Il développe sa vision d’abord dans une série de best-sellers traduits dans de nombreuses langues. Rien qu’avec ses livres, il est multimillionnaire. Les conférences qu’il donne autour du monde se déroulent à guichet fermé. Un seul événement à Melbourne en 2011 lui rapporte 94 000 euros. À Londres, en 2012, il régale un public de 6 000 personnes pendant onze heures. Son site web vend billets, livres, DVD, vêtements et compléments alimentaires. Sa chaîne YouTube, avant sa suppression en 2020, aurait rapporté 180 000 euros par an en publicités. Le délire, ça paie…

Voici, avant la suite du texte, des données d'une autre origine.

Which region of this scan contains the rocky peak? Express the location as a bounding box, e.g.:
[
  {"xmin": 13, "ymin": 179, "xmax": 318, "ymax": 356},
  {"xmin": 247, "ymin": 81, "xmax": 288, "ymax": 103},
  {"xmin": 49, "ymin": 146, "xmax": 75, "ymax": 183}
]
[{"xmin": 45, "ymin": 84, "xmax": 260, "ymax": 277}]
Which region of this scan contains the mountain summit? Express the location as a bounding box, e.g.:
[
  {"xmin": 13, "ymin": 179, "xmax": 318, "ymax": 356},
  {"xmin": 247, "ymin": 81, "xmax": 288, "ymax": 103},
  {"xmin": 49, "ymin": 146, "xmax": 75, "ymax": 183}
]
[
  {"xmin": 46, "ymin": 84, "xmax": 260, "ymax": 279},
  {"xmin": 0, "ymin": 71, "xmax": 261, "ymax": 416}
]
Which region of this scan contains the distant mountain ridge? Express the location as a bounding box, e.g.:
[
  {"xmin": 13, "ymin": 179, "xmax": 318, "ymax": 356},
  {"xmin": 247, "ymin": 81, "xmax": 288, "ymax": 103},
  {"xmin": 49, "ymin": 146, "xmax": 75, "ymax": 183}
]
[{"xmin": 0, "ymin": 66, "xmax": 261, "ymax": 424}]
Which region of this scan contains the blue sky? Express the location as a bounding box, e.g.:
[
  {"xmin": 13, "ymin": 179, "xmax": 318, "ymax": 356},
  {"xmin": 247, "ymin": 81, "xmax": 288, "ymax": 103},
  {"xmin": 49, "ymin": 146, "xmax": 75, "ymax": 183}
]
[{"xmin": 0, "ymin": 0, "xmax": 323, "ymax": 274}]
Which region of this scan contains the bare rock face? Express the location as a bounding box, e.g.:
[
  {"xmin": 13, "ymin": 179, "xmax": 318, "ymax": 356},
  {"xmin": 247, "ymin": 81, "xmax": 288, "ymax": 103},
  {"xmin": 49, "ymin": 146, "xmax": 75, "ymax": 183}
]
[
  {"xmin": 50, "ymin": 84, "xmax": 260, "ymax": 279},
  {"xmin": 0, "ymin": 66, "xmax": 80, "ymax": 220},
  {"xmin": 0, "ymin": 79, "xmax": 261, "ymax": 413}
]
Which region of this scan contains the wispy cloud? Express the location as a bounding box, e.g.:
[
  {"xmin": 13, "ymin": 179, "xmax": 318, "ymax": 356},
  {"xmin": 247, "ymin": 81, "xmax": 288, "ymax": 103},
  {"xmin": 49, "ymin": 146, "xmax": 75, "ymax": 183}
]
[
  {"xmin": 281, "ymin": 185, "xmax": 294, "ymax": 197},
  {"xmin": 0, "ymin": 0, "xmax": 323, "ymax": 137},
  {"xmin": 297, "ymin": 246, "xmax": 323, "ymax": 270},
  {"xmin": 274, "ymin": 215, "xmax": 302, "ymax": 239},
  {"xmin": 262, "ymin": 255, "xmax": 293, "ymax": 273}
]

Un délire rémunérateur, qui a ses limites
Celui qui a le mieux exploité ce modèle, c’est l’Américain Alex Jones. Débutant comme animateur radio, il crée son site, InfoWars, en 1999. Le 11 septembre 2001, il met déjà en doute la version « officielle » de l’événement. Spécialiste des opérations sous fausse bannière, Jones maintient que la tuerie de l’école primaire de Sandy Hook, en 2012, est une mise en scène n’impliquant que des acteurs payés. Ses fans persécutent les familles des victimes qu’ils accusent d’être au service de l’élite. L’émission radio de Jones, très largement diffusée à travers les États-Unis, a des millions d’auditeurs. À partir de 2013, les deux tiers de ses bénéfices proviennent de la vente en ligne de produits de santé. Antivax, il propose des remèdes contre le Covid-19 jusqu’à ce que les autorités interviennent. L’évaluation de sa fortune reste difficile, mais elle pèserait entre 135 et 270 millions de dollars. En 2022, reconnu coupable de diffamation contre les familles de Sandy Hook, il est condamné à payer 1,38 milliard d’euros. Les bénéfices du délire ont des limites…
La carrière de Dieudonné suit la même trajectoire à partir de 2002. Chacun son truc : c’est sous couvert d’humour qu’il échafaude sa version du complot. Un « lobby sioniste », prolongement de la cabale juive qui aurait été derrière la traite des Noirs, dirige un nouvel ordre mondial. La réalité du 11-Septembre est mise en doute, ainsi que celle de la Shoah. Si ses spectacles constituent la première brique de son modèle économique, l’humoriste regroupe la vente de billets, livres, DVD et vêtements sur son site, la « Dieudosphère », et propose un abonnement à ses vidéos sur Quenelle+. Voulant diversifier sa marque, il a proposé d’autres produits pour exploiter ses fans : Ananassurance, Ananacrédit, des cercueils, des masques chinois à un prix faramineux en pleine pandémie et deux projets très louches de création de cryptomonnaie. Ses démêlés avec le fisc et la justice montrent qu’il a fait – et caché – des bénéfices considérables. À la fin, Dieudo a beau se prétendre antisystème : son système à lui marche très bien.